During the latest google summer of code Evgeniy has improved the Python modular interface. He has added new SWIG-based feature - director classes, enabling users to extend SHOGUN classes with python code and made SHOGUN python 3 ready. Evgeniy has also added python's protocols for most usable arrays (like vectors, matrices, features) which makes possible to work with Shogun data structures just like with numpy arrays with no copy at all. For example one can now modify SHOGUN's RealFeatures in place or use.
Jacob implemented Gaussian Process Regression in the Shogun Machine Learning Toolbox. He wrote a complete implementation of basic GPR as well as approximation methods such as the FITC (First Independent Training Conditional) method and the Laplacian approximation method. Users can utilize this feature to analyze large scale data in a variety of fields. Scientists can also build on this implementation to conduct research extending the capability and applicability of Gaussian Process Regression.

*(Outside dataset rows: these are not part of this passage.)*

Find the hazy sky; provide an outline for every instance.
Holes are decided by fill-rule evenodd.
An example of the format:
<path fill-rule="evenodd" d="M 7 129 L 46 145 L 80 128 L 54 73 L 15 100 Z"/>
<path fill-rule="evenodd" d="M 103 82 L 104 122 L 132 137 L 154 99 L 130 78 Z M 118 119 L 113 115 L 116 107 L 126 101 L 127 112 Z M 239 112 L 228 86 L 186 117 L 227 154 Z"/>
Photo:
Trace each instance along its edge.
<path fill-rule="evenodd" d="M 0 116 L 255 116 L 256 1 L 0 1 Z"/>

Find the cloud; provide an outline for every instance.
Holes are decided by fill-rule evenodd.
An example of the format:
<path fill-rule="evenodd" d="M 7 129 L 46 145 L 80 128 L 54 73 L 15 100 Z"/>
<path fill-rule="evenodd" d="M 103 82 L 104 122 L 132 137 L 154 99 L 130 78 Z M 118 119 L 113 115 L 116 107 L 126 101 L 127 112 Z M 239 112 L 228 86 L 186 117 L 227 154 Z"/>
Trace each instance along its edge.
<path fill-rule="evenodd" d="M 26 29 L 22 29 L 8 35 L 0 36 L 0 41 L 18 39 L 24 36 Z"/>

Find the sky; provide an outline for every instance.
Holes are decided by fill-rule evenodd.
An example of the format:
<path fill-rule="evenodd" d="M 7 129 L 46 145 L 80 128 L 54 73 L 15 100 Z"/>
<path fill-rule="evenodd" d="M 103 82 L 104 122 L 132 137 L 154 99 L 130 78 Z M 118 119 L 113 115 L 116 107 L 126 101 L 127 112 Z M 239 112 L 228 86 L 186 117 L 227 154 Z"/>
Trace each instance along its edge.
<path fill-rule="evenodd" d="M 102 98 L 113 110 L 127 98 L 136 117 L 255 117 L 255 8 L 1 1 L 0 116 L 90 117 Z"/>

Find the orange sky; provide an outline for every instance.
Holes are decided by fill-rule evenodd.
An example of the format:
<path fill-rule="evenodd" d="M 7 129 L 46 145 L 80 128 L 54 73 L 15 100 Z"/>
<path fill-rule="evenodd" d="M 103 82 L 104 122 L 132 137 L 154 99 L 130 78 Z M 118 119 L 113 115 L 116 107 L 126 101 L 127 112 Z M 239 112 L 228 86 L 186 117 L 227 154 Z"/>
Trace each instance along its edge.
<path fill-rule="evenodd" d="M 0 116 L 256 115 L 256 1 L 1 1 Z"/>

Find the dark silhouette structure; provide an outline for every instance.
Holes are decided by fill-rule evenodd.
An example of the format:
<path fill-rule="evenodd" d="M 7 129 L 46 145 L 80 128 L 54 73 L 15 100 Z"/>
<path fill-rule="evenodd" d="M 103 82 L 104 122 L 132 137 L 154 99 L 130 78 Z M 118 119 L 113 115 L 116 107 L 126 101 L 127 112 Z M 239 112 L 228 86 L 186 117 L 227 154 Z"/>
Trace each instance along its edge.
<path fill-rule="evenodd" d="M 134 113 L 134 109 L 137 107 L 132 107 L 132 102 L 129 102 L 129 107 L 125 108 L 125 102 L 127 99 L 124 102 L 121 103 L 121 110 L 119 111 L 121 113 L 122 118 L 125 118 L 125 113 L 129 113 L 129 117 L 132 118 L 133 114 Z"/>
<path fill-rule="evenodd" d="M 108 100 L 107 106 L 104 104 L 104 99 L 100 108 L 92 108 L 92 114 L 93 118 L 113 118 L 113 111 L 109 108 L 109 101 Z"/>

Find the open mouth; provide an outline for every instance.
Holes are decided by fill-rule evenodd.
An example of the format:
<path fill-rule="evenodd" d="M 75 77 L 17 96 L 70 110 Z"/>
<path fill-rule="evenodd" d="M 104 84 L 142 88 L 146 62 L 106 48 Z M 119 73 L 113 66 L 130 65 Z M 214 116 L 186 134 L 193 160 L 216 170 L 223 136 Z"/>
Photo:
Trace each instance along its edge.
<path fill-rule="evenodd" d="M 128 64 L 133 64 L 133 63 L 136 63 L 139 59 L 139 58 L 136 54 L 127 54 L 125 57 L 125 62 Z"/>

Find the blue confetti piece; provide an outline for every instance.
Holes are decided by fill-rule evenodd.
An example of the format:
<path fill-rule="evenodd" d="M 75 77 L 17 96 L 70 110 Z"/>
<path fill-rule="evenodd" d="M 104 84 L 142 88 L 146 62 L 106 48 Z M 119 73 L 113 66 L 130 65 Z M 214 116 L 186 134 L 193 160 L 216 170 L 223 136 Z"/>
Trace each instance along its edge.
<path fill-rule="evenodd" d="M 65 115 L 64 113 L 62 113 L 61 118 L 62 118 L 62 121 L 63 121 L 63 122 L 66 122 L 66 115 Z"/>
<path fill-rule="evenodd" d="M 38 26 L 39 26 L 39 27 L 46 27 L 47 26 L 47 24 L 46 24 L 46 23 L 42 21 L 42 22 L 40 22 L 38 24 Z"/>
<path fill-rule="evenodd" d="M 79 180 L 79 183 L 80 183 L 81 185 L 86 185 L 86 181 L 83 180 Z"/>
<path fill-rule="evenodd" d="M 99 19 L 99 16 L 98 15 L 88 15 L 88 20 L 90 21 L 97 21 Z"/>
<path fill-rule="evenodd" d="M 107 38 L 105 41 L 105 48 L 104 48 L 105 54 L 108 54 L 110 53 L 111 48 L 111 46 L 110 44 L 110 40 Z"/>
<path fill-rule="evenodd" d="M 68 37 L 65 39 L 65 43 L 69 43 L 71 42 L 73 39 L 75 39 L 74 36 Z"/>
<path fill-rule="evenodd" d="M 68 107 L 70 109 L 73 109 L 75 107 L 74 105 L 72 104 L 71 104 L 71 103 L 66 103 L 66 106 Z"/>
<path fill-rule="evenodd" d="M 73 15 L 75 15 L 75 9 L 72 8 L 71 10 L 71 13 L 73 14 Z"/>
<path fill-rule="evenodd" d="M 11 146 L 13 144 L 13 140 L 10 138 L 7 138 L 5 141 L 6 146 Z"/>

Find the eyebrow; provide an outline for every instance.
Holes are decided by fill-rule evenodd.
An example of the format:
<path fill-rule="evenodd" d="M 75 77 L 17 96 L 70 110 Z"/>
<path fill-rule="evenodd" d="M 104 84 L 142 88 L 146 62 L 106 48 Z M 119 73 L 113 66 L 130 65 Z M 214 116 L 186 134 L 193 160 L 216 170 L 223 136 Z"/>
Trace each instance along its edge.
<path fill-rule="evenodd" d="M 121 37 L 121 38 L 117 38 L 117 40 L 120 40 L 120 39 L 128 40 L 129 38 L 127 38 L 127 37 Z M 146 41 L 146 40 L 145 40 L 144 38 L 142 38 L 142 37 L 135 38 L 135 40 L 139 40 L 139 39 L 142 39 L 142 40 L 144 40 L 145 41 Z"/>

Chiyuan defined a new multiclass learning framework within SHOGUN. He re-organized previous multiclass learning components and refactored the CMachine hierarchy in SHOGUN. Then he generalized the existing one-vs-one and one-vs-rest multiclass learning scheme to general ECOC encoding and decoding strategies. Beside this, several specific multiclass learning algorithms are added, including ShareBoost with feature selection ability, Conditional Probability Tree with online learning ability, and Relaxed Tree.